Mar 24, 2014 18:21
Ugh. I hate dating. It's this arduous process of weeding people out based on real or imagined criteria. Stuff that really matters vs stuff that matters in a superficial kind of way.
I am finding that my desire to be with a woman who burns down my life is gone. Normally all if that drama would be a real turn on. Not because I see the crazy for what it is when it happens. It looks like other things or it happen during NRE and it gets swatted away. Now though, instant boner kill. It is kind of weird, actually.
I went on two dates recently. One of which was awful because she wrong assumed I was a butch lesbian playing dress up. Not that I am a real man. Plus, she wasn't kind. And very much unhappy with living in Ottawa after spending her life at the centre of the universe: Toronto.
The second was like Constance only less good.
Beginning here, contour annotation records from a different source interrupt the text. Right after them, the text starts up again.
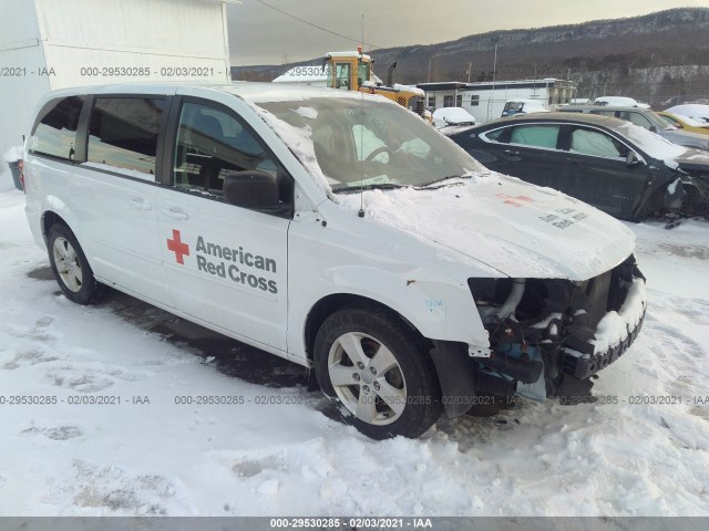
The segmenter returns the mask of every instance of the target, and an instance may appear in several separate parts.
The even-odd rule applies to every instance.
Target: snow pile
[[[618,312],[608,312],[598,323],[592,341],[597,354],[618,346],[637,327],[645,313],[646,300],[645,281],[637,279],[628,290],[623,308]]]

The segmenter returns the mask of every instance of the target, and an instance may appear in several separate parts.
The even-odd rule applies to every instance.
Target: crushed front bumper
[[[628,334],[615,346],[609,346],[607,350],[594,354],[582,354],[578,351],[564,350],[559,363],[562,373],[578,379],[586,379],[619,358],[630,347],[640,332],[646,308],[644,304],[640,321],[631,330],[628,327]]]

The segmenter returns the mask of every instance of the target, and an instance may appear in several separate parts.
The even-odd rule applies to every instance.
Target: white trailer
[[[0,153],[51,90],[228,82],[226,3],[240,0],[1,0]]]
[[[573,81],[546,79],[497,82],[443,82],[419,83],[427,94],[429,111],[440,107],[463,107],[480,124],[502,116],[505,103],[532,100],[553,111],[576,96],[577,85]]]

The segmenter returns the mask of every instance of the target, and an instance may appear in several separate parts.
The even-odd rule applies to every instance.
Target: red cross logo
[[[523,206],[522,202],[520,201],[526,201],[526,202],[533,202],[534,199],[531,199],[526,196],[517,196],[517,197],[510,197],[506,194],[497,194],[497,197],[504,199],[504,204],[505,205],[512,205],[513,207],[521,207]]]
[[[167,239],[167,249],[175,253],[177,263],[185,264],[184,256],[189,256],[189,246],[179,241],[179,231],[173,229],[173,239]]]

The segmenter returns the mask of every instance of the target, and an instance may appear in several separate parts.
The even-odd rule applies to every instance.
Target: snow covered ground
[[[629,225],[649,311],[599,403],[523,400],[376,442],[332,420],[296,365],[115,292],[69,302],[9,178],[0,516],[709,516],[707,222]],[[120,404],[70,404],[100,397]],[[676,403],[634,403],[653,397]]]

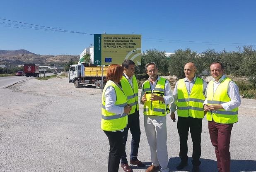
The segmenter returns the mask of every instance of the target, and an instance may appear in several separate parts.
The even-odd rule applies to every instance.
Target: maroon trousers
[[[229,172],[229,143],[233,124],[219,124],[213,120],[208,122],[208,127],[212,144],[215,147],[219,172]]]

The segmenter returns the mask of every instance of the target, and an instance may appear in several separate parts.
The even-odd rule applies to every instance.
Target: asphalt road
[[[46,73],[45,76],[53,75],[53,73]],[[39,77],[44,77],[44,74],[39,75]],[[24,81],[28,79],[36,78],[34,77],[26,77],[25,76],[12,76],[0,77],[0,88],[4,88],[18,82]]]
[[[101,93],[93,87],[74,87],[68,79],[30,79],[0,89],[0,172],[106,172],[109,145],[100,129]],[[239,121],[234,125],[231,171],[256,171],[256,100],[242,99]],[[140,106],[140,114],[143,107]],[[150,148],[140,117],[138,158],[150,164]],[[179,163],[177,123],[167,117],[170,171]],[[127,142],[130,152],[130,134]],[[192,144],[188,140],[191,171]],[[203,120],[201,172],[217,171],[207,122]],[[131,165],[134,172],[146,168]],[[119,172],[123,171],[119,168]]]

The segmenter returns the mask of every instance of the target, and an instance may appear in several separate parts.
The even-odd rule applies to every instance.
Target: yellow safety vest
[[[134,113],[136,108],[137,111],[139,110],[138,83],[135,76],[133,76],[132,79],[133,88],[124,75],[123,75],[120,81],[122,88],[127,97],[127,104],[132,106],[132,110],[129,115]]]
[[[102,94],[101,128],[103,130],[108,131],[121,130],[125,128],[127,125],[127,114],[125,113],[123,114],[116,114],[108,112],[106,110],[105,92],[106,88],[110,86],[112,86],[116,92],[116,101],[115,103],[115,105],[124,107],[127,105],[126,96],[121,87],[114,82],[108,81],[104,87]]]
[[[150,100],[150,97],[152,94],[156,94],[159,96],[163,97],[164,95],[166,79],[159,77],[157,81],[156,86],[153,93],[150,88],[150,84],[149,80],[144,82],[143,89],[146,93],[147,101],[144,105],[143,115],[144,115],[166,116],[166,112],[170,112],[169,105],[165,105],[163,102],[159,100]]]
[[[188,95],[184,79],[178,81],[177,85],[178,116],[194,118],[203,118],[203,103],[205,99],[203,93],[203,79],[196,77],[190,94]]]
[[[207,88],[207,102],[209,104],[219,105],[229,102],[231,100],[227,94],[229,82],[232,80],[228,78],[222,81],[214,92],[213,81],[210,81]],[[206,119],[208,121],[213,119],[220,124],[233,124],[238,121],[238,107],[231,110],[226,111],[224,109],[207,112]]]

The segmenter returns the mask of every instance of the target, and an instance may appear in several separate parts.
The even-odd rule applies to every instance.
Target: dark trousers
[[[222,124],[209,121],[208,128],[213,146],[215,147],[219,172],[230,171],[229,143],[233,124]]]
[[[140,118],[139,112],[137,110],[133,114],[128,115],[128,124],[123,132],[123,155],[121,158],[121,162],[128,163],[126,152],[126,145],[127,141],[128,131],[130,129],[132,134],[132,141],[130,147],[130,158],[132,160],[136,160],[138,156],[139,145],[140,139]]]
[[[190,130],[193,142],[192,154],[193,165],[199,166],[201,164],[199,158],[201,156],[201,134],[202,133],[202,119],[191,117],[178,118],[178,132],[179,135],[179,157],[181,161],[188,161],[188,136]]]
[[[109,154],[108,172],[118,172],[120,159],[123,153],[122,137],[123,132],[104,132],[108,136],[109,141]]]

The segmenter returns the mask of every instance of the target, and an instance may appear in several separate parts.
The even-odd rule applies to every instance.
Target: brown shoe
[[[159,166],[156,167],[153,165],[150,165],[146,170],[146,172],[157,172],[160,171]]]
[[[121,167],[125,172],[133,172],[133,169],[130,168],[128,164],[124,164],[121,162]]]
[[[133,165],[136,165],[138,167],[145,167],[145,165],[138,159],[134,160],[130,160],[130,163]]]

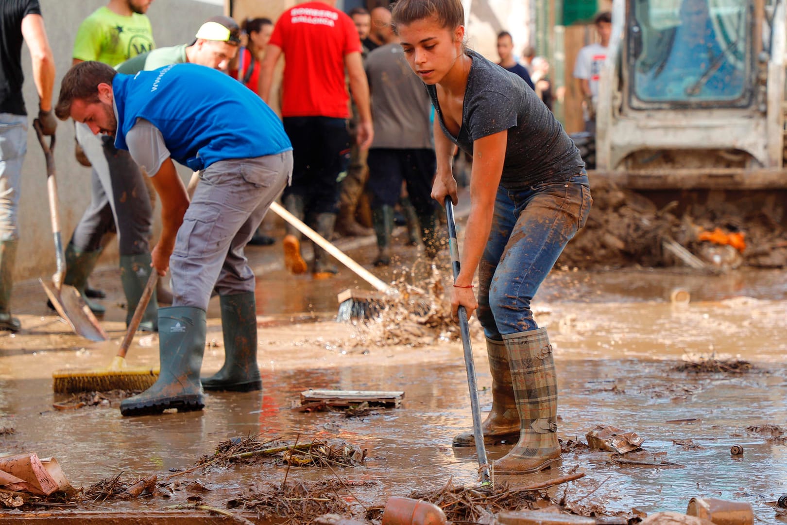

No self confidence and although she asked if she could kiss me she couldn't look me in the eye. I suppose if she hadn't done trans or gay or was 20 I might understand. But a 44 year old self professed dominatrix with major ties in the bdsm community? Plus she talked non stop about her ex and the troubles that was bringing to her life. I gently messaged her saying she was lovely but no. There were a few other reasons that I just couldn't see it work.
Now I am being chased by a 22 year old. Admittedly she is charming in a way I am not accustomed to. She has none of that confidence of a life lived and hard lessons learned. Plus, I generally date older women who don't chase me. More of an evil, indirect, taunting type of behaviour. And they have shit to do so it might be weeks between flirtation.
I hate dating. But I am leaning new things about myself. I do like that.